Kirkwall, Orkney’s capital, has one great redeeming feature – its sandstone cathedral, without doubt the finest medieval building in the north of Scotland. Nowadays, the town is divided into two main focal points: the old harbour, at the north end of the town, where inter-island ferries come and go all year round, and the flagstoned main street, which changes its name four times as it twists its way south from the harbour past the cathedral.
Standing at the very heart of Kirkwall, St Magnus Cathedral is the town’s most compelling sight. This beautiful red sandstone building was begun in 1137 by the Viking Earl Rognvald, who built the cathedral in honour of his uncle Magnus, killed on the orders of his cousin Håkon in 1117.
To the south of the cathedral are the ruined remains of the Bishop’s Palace, residence of the Bishop of Orkney since the twelfth century. Most of what you see now, however, dates from the time of Bishop Robert Reid, sixteenth-century founder of Edinburgh University.
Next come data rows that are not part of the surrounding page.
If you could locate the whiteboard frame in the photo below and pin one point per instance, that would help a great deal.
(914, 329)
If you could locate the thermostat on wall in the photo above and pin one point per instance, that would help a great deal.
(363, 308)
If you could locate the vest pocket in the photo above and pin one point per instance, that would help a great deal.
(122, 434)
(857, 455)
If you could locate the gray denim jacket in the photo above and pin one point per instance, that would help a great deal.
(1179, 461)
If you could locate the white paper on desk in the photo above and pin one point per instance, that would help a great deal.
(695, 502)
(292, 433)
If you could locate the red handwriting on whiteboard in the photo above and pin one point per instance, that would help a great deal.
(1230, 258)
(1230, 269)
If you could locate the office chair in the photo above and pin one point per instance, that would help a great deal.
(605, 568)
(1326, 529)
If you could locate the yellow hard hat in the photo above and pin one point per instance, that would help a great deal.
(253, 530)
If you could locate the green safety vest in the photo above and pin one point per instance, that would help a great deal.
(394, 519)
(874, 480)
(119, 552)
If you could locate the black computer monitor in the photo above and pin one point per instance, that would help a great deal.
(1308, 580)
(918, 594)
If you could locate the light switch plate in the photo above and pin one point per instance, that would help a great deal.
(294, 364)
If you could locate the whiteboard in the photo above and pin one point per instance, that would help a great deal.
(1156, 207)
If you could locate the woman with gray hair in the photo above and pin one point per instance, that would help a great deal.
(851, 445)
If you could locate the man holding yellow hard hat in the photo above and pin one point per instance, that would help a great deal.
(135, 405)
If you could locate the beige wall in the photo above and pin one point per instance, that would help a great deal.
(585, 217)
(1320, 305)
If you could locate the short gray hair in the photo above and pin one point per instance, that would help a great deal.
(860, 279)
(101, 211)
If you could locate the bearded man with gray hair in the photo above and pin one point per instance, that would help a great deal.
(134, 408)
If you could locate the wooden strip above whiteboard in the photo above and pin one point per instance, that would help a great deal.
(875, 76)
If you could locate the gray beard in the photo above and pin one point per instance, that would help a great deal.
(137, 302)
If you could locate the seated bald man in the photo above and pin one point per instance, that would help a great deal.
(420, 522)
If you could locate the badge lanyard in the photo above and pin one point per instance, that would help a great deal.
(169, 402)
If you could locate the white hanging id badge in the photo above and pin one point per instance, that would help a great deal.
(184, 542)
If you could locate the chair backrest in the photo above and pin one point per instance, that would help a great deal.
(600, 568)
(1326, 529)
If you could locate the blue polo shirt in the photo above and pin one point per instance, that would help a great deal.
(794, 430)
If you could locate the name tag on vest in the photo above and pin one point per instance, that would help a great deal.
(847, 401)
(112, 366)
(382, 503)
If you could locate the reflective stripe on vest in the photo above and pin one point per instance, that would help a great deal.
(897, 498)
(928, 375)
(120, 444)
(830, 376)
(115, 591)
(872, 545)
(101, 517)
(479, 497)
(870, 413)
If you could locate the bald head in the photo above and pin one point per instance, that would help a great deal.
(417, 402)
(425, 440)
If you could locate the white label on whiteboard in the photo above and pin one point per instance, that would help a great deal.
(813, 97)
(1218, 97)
A narrow spiral staircase takes you to the top for a good view over the cathedral and Kirkwall’s rooftops. MSC Northern Europe cruises also offer excursions to the heart of Orkney’s most important Neolithic ceremonial complex. The most visible part is the Stones of Stenness, originally a circle of twelve rock slabs, now just four, the tallest of which is more than 16ft high and remarkable for its incredible thinness.